I’m always fascinated... by [those] trying to get robots to be human. Why don’t we get humans to get more robotic?
Dancers and Robots
Mechanical contrivances and robots that look and move like humans have caused considerable anxiety throughout recorded history. When objects without life are animated and appear human, the seemingly stable specialness of humanity is troubled: if inert objects can gain life, does that mean humans are alive, or only seemingly so? What are the conditions through which objects become real or perform as lifelike, and how can we distinguish between human-seeming automata and “real” people?

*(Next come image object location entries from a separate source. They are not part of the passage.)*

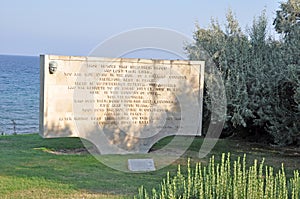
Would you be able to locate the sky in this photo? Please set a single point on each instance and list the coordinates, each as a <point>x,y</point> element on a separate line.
<point>76,27</point>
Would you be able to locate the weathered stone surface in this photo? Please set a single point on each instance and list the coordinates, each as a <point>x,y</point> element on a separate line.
<point>121,105</point>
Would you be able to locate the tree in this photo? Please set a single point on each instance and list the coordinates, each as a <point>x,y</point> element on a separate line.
<point>288,17</point>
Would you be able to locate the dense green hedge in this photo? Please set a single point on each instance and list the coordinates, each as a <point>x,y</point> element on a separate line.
<point>261,74</point>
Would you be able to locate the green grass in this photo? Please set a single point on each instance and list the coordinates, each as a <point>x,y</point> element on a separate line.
<point>28,169</point>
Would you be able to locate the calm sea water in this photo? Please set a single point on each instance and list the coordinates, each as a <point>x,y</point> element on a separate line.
<point>19,94</point>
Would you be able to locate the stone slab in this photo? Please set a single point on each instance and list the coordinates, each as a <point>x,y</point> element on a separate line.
<point>141,165</point>
<point>121,105</point>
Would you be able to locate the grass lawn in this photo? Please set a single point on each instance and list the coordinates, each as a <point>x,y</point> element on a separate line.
<point>33,167</point>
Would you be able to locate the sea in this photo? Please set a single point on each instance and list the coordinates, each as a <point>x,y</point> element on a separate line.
<point>19,94</point>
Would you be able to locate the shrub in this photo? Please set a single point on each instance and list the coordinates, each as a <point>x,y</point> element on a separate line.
<point>261,78</point>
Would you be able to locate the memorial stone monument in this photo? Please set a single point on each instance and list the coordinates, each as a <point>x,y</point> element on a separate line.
<point>121,105</point>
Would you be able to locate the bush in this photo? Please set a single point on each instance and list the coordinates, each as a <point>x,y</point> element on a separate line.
<point>261,78</point>
<point>226,180</point>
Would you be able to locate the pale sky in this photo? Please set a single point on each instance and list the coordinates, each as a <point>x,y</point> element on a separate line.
<point>73,27</point>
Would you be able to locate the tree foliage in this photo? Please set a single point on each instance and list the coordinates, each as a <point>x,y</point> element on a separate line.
<point>261,75</point>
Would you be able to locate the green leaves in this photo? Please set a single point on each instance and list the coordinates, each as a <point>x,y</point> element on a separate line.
<point>227,180</point>
<point>261,75</point>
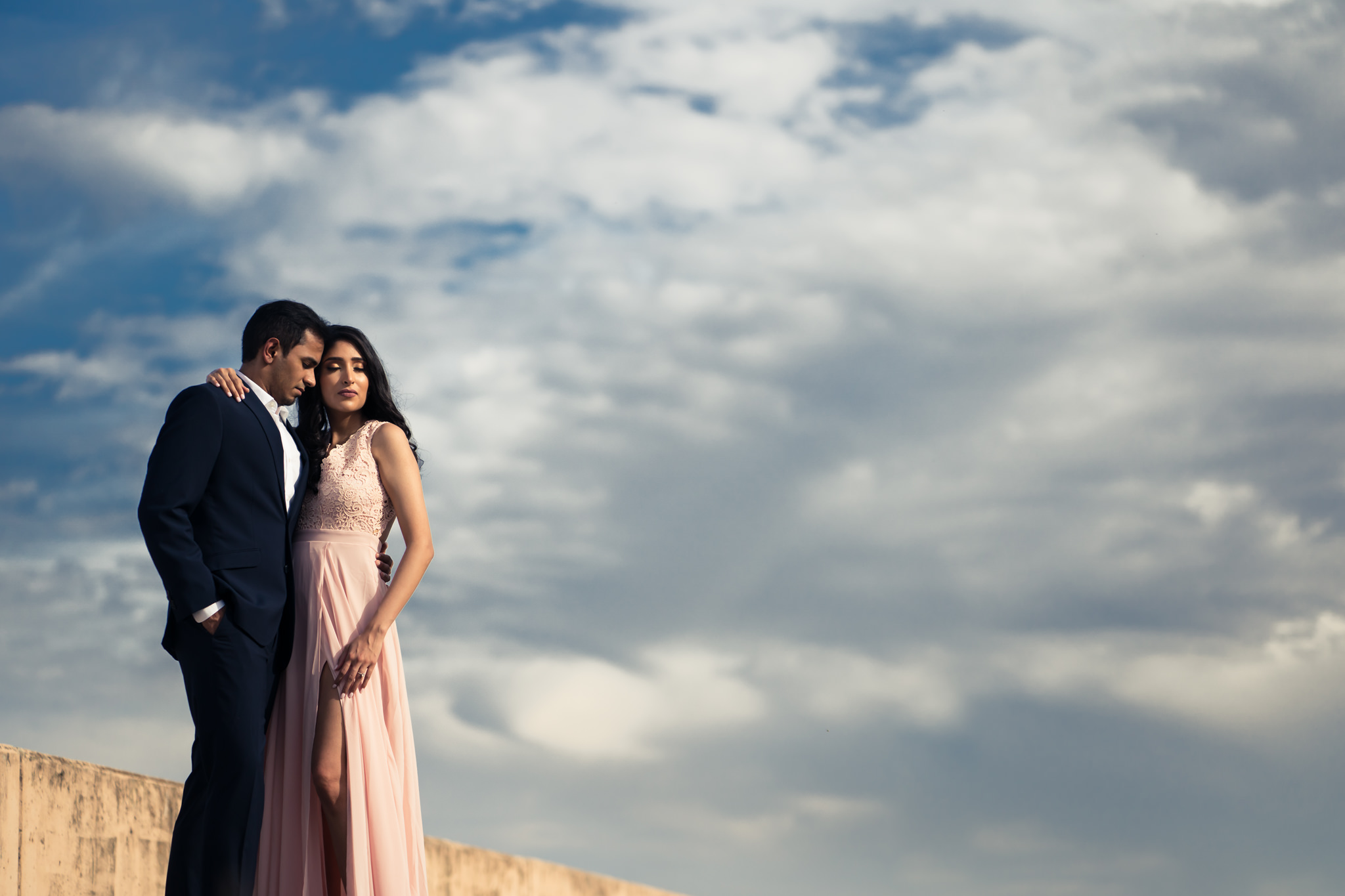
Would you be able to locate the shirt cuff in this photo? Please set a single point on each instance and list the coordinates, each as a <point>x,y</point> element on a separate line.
<point>201,616</point>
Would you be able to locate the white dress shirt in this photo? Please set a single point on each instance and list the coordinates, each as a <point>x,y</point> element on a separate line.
<point>280,416</point>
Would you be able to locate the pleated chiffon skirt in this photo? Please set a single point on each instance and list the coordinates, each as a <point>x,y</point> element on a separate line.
<point>337,591</point>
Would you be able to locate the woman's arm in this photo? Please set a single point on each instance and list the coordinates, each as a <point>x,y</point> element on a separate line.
<point>228,379</point>
<point>400,473</point>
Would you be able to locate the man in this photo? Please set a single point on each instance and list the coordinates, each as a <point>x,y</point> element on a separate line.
<point>218,509</point>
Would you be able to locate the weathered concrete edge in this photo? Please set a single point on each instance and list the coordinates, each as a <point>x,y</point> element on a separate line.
<point>455,870</point>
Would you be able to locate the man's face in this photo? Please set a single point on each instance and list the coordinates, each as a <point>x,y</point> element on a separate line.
<point>294,372</point>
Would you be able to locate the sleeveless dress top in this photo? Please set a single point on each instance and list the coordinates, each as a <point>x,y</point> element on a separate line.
<point>337,590</point>
<point>350,495</point>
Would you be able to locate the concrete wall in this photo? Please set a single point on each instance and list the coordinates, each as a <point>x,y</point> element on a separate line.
<point>76,829</point>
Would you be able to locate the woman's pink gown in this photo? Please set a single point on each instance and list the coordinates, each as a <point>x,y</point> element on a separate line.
<point>337,590</point>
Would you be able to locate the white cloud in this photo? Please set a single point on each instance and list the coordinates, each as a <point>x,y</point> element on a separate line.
<point>584,707</point>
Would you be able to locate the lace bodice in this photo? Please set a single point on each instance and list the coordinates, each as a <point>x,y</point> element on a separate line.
<point>350,495</point>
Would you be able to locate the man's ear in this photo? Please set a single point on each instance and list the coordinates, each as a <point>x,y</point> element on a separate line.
<point>271,351</point>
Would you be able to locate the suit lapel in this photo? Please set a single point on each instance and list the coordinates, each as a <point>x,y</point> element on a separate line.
<point>268,427</point>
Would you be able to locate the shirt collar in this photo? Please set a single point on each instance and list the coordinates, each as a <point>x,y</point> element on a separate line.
<point>267,400</point>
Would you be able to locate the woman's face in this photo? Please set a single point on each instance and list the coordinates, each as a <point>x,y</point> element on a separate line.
<point>342,378</point>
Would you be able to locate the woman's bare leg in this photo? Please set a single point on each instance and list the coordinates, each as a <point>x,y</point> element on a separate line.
<point>330,779</point>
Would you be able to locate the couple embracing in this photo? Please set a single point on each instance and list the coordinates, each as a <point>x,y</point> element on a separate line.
<point>268,540</point>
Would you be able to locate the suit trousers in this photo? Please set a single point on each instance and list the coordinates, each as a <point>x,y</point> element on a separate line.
<point>231,687</point>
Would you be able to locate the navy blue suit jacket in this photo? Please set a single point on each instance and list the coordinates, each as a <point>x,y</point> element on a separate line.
<point>214,516</point>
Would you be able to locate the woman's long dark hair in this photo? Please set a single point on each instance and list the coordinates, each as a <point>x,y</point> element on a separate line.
<point>315,429</point>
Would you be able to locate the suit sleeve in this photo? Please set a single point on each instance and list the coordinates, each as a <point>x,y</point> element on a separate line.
<point>179,471</point>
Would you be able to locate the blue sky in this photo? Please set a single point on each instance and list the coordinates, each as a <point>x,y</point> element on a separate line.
<point>873,446</point>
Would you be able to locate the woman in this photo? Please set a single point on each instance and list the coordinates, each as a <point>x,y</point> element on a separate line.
<point>342,794</point>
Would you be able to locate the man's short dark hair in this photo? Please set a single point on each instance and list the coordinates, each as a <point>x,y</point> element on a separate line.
<point>283,320</point>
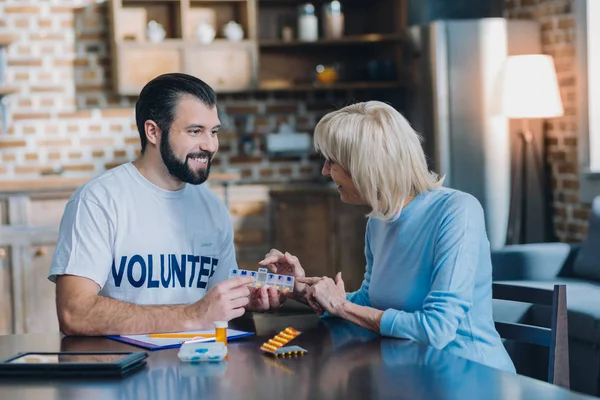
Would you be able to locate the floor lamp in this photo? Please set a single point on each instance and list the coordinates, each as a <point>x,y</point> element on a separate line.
<point>530,92</point>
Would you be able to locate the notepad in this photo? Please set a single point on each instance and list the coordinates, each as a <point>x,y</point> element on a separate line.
<point>158,343</point>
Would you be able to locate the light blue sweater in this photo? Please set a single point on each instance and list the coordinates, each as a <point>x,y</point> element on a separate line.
<point>430,271</point>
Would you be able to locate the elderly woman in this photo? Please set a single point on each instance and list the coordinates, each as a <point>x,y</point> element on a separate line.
<point>428,274</point>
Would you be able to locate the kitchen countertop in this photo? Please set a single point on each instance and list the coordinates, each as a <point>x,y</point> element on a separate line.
<point>54,183</point>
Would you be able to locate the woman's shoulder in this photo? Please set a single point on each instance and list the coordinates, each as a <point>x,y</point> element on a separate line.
<point>452,201</point>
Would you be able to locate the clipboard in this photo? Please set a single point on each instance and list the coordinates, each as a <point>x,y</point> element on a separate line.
<point>151,343</point>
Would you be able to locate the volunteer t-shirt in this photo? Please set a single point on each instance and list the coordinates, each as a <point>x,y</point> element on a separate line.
<point>143,244</point>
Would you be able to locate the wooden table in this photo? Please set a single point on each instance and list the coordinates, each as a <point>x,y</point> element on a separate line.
<point>344,362</point>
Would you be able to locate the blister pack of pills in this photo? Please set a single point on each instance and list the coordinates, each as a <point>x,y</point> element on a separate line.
<point>263,277</point>
<point>276,346</point>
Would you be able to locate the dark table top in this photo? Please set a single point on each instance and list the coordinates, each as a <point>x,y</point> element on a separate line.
<point>343,362</point>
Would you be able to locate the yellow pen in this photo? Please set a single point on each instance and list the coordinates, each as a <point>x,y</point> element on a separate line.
<point>180,335</point>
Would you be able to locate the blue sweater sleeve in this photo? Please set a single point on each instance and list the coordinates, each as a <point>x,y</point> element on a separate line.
<point>456,254</point>
<point>361,296</point>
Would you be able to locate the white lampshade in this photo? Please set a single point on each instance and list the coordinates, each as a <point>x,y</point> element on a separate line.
<point>530,87</point>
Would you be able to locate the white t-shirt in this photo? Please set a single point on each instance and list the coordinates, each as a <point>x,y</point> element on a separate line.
<point>142,244</point>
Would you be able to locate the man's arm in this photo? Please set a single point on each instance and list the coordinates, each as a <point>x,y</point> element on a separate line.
<point>81,311</point>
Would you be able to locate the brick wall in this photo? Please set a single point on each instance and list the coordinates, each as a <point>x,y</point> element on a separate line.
<point>558,40</point>
<point>65,116</point>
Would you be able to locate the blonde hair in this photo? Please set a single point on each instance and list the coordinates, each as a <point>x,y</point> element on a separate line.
<point>382,153</point>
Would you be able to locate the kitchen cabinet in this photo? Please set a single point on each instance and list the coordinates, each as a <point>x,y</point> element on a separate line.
<point>373,52</point>
<point>327,235</point>
<point>224,64</point>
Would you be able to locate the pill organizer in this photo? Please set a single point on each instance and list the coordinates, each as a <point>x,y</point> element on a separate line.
<point>263,277</point>
<point>202,352</point>
<point>276,346</point>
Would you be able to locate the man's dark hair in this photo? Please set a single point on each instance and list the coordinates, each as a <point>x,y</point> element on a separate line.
<point>158,100</point>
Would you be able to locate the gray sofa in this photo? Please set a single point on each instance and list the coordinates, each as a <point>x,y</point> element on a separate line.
<point>543,265</point>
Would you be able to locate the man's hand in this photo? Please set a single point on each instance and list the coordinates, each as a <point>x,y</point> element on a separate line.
<point>263,299</point>
<point>224,302</point>
<point>285,264</point>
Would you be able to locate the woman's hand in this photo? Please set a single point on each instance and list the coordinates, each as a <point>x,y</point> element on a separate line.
<point>328,294</point>
<point>286,264</point>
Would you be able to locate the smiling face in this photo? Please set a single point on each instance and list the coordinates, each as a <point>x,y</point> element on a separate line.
<point>189,147</point>
<point>348,192</point>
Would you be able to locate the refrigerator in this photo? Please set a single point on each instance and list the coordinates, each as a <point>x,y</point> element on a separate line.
<point>456,107</point>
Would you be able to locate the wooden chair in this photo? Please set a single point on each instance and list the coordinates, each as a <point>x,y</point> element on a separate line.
<point>556,338</point>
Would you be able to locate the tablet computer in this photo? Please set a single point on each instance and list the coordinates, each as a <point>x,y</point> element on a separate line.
<point>72,364</point>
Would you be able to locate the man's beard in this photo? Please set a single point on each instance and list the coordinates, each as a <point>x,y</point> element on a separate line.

Such destabilizing questions have been explored by generations of writers, poets, artists and futurists. Consider the myth of Pygmalion, who, per Ovid, made an ivory statue so realistic he fell in love with it, or the story of Pinocchio, who, per the originating Collodi stories, was a puppet cursed with self-awareness and the ambition to become real. Capacity for movement features prominently in this literature, and science fiction films depict character choreographies and dances as tests of fealty and realness, often anticipating violence and sex. Consider the lascivious, synchronized movements of the “fembots” in Austin Powers and the title character’s deployment of a “sexy” dance that literally blows their minds. Or, consider the character “Zhora Salome,” a runaway android in Blade Runner named for the New Testament Salome (whose dancing was instrumental in the death of St. John) and whose feminist agency inspired choreographer Loïe Fuller. Zhora the robot avoids detection from human authorities by working as an exotic dancer, and an early version of Blade Runner even featured a (rehearsed but never filmed) Fuller-esque serpentine dance, to be performed with an edenic, seemingly-alive-but-actually-a-robot snake.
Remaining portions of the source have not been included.